Wonder how high the flames must get before academics will put down their Foucault and their monocles to their look outside the tower windows?
From the Austin American-Statesman:
Voucher-style funding, bonus pay for teachers among recommendations.
By Ralph K.M. Haurwitz
Thursday, May 22, 2008
Gov. Rick Perry urged regents of the state's major public university systems Wednesday to pursue a series of higher-education reforms outlined at a conference in Austin that was organized by his office and a conservative think tank. The proposals included new requirements for tenure, bonus pay for teachers and a funding model that would essentially amount to vouchers for students.
"I'm not saying these are a dictate to you. One size does not fit all." But "the time is right for these types of reforms to go forward," said Perry, who appointed all the regents to their positions.
Officials described the Governor's Higher Education Summit at the Inter-Continental Stephen F. Austin Hotel as a first-of-its-kind joint meeting of the governing boards of the University of Texas System, the Texas A&M University System, the Texas Tech University System and other university systems. The nonprofit Texas Public Policy Foundation, which favors limited government and free markets, helped organize it.
Regents generally offered muted reactions to the proposals, and the president of a statewide faculty group questioned the business-oriented flavor.
"There's a lot of food for thought," said John White, a Texas A&M regent. "I don't think we're looking for revolutionary change."
H. Scott Caven Jr., chairman of the UT regents, said further discussion is warranted. "I haven't formed any firm opinions about any of the recommendations," he said.
The proposed initiatives, billed as "breakthrough solutions," included requiring evidence of teaching skill before granting tenure to some professors, awarding bonuses to faculty members and teaching assistants who get the best evaluations from students and separating budgets for research and teaching to focus on excellence in each category.
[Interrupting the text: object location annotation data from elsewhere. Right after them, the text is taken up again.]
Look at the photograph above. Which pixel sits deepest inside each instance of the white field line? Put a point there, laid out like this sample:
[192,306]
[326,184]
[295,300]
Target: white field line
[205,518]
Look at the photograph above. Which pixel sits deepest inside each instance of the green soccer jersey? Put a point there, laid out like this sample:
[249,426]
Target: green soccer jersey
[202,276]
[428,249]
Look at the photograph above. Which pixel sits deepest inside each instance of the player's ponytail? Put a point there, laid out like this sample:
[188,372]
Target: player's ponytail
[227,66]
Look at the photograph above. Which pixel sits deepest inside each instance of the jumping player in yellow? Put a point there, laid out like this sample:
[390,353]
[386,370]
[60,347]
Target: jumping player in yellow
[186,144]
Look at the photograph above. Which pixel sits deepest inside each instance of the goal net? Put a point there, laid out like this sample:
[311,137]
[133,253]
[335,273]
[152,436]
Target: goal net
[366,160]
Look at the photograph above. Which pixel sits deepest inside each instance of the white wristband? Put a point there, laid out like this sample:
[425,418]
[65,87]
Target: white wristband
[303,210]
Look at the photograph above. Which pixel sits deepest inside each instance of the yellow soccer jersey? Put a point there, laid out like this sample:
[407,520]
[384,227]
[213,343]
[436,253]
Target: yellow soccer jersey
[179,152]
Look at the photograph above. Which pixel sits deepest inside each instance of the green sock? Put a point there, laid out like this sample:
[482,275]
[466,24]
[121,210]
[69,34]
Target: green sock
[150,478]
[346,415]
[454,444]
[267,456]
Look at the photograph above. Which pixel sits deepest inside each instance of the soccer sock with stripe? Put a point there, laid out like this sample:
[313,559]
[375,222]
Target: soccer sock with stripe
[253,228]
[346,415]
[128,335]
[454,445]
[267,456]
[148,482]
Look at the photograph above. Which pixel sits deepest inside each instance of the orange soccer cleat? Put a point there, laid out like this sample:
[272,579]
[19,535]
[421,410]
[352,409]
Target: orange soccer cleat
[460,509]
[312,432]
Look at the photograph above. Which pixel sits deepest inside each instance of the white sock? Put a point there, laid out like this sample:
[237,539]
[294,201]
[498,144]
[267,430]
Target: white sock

Many of the proposals would be controversial, and some would need legislative approval.
The proposal for voucher-style funding is a case in point. Lawmakers currently allocate tax dollars to public colleges and universities to subsidize undergraduate and graduate education based on formulas that take into account the number of students and other factors.
The proposal calls for placing much of that money directly into students' hands, thereby emphasizing their role as the customers of higher education. All students qualifying for in-state tuition would receive the same amount of money, regardless of family income. Need-based financial aid would be on top of that.
Perry has suggested a similar approach in the past, to no avail. In January 2001, shortly after becoming governor, Perry touted an advisory panel's recommendation to wean institutions of higher learning from most of their direct appropriations.
Another proposal — to create a national accrediting agency that would focus on graduation rates and other results — couldn't be implemented by the regents. But they were asked to add their voices to calls for such an agency.
The proposals were outlined for the regents by Jeff Sandefer, co-founder of the Acton School of Business, a satellite campus in Austin of Hardin-Simmons University, a private school in Abilene. Acton has put in place a number of the proposals, such as linking faculty pay to student evaluations.
Retired House Majority Leader Dick Armey, R-Dallas, also addressed the group. He criticized faculty senates as "an imbecile institution" and urged regents to sharply reduce the role of faculty members in university governance.
"Our universities are not fulfilling their essential mission in our culture, which is to teach our children," Armey said.
Some people attending the conference questioned the proposals. Charles Miller, a former chairman of the UT regents who led a panel on higher education for U.S. Education Secretary Margaret Spellings, said that heavy-handed treatment of top researchers could cause them to flee.
Lynn Tatum, president of the Texas conference of the American Association of University Professors, who did not attend, said he was troubled by the tone of the recommendations.
"Many of these initiatives appear to derive from a business model rather than an educational model," said Tatum, a senior lecturer in the honors college at Baylor University, a Baptist institution in Waco. "In fact, students are the product. It is society that has employed faculty to provide thinking, well-rounded, educated adults."
Seven proposals, billed as 'breakthrough solutions,' were floated at the conference:
Post student satisfaction ratings and other information to publicly recognize the best teachers.
Award bonuses to professors, teaching assistants and other instructors based on students' ratings of how well a course delivered on its promises.
Split research and teaching budgets, paying teachers for the number of students they teach and paying researchers according to research dollars they receive.
Require evidence of teaching skills before awarding tenure to faculty members.
Provide each student with a personalized 'learning contract' before he or she enrolls that discloses the graduation rate and starting salary for the average student in that major with equivalent SAT scores.
Provide each in-state student with a voucher of sorts — a scholarship funded by legislative appropriations that currently go directly to public colleges and universities.
Support efforts to create a new national accrediting agency that would focus on results, such as knowledge gained between the freshman and senior years.